| Outcome | Probability | Yes Bid | Yes Ask | 24h Change | Volume | |
|---|---|---|---|---|---|---|
| 97° to 98° | 0% | 0¢ | 0¢ | — | $0 | Trade → |
| 99° or above | 0% | 0¢ | 0¢ | — | $0 | Trade → |
| 91° to 92° | 0% | 0¢ | 0¢ | — | $0 | Trade → |
| 95° to 96° | 0% | 0¢ | 0¢ | — | $0 | Trade → |
| 90° or below | 0% | 0¢ | 0¢ | — | $0 | Trade → |
| 93° to 94° | 0% | 0¢ | 0¢ | — | $0 | Trade → |
This market asks what the highest temperature recorded in Las Vegas on March 22, 2026 will be and why that matters to traders and weather-sensitive decision makers. Daily peak temperature affects energy demand, outdoor event planning, and short-term economic activity in the region.
Las Vegas sits in a hot, dry desert basin with large day-to-night swings and strong sensitivity to large-scale air masses; late March is a transition period when the city can see either cool Pacific-influenced systems or early-season warm spells.

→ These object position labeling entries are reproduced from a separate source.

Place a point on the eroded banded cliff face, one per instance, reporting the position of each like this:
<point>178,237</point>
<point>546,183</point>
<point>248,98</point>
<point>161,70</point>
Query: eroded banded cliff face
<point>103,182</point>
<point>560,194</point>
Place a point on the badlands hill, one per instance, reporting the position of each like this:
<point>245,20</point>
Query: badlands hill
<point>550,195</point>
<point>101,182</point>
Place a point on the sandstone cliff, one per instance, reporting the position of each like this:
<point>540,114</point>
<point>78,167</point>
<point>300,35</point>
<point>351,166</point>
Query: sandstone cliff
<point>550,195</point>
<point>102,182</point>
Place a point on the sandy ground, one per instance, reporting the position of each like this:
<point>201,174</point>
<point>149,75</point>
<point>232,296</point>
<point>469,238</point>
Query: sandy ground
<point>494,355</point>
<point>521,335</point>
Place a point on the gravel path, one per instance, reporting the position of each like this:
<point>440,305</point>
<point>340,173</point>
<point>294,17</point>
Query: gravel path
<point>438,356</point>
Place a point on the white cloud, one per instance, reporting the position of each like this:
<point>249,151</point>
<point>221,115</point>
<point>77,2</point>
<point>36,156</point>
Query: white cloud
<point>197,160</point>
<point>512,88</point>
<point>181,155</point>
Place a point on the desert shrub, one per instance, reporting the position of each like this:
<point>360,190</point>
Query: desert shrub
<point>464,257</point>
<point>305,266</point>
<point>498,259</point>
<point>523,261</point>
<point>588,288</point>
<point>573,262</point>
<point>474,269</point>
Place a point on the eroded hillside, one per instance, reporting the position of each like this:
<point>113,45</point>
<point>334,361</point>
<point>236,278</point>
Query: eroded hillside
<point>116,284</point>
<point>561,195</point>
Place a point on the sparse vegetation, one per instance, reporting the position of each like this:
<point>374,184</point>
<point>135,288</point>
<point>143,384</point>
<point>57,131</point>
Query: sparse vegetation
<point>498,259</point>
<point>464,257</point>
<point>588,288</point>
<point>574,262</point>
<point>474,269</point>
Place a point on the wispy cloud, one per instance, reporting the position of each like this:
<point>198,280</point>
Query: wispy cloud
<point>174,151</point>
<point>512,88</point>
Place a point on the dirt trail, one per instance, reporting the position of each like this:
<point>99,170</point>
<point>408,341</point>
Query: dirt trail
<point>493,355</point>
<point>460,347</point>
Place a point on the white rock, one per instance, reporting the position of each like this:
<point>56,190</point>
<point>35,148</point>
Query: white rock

Recent years have shown increasing variability in daily extremes, but the exact outcome for any given date depends on the synoptic pattern and local effects rather than trend alone.
Market prices represent the collective market expectation for which discrete outcome will contain the highest temperature on that day and change as forecasts and new information arrive. Interpret them as a real-time consensus signal that updates with model guidance, observations, and trader information, not as a fixed prediction.
Resolution follows the market's contract specification; in practice that typically means the official NOAA/NWS/airport observing station designated in the contract (the primary Las Vegas automated station) and its daily maximum after any post-event quality control. Check the exchange's resolution rules for the exact station identifier.
Most contracts use the local calendar day for the designated observing station (00:00 through 23:59 local time). Confirm the market's resolution terms in case a different window is specified.
The exchange's resolution procedures govern these cases; commonly the market uses the official corrected daily maximum from the NWS, and if the primary station data are unavailable, predefined alternatives such as nearby official stations or post-processed datasets are used. Consult the event's rulebook for exact tie-breakers and fallback methods.
Key drivers are the passage or absence of Pacific frontal systems, the presence of strong ridging aloft, surface wind patterns (including downslope warming), cloud cover and daytime solar heating, and snowpack or soil moisture influencing near-surface temperatures.
Track medium- and short-range guidance (operational and ensemble models), high-resolution regional runs for day-of detail, National Weather Service forecasts and discussions, and real-time satellite/upper-air observations. Pay attention to forecast consistency and any shifts in timing or strength of systems as the date approaches.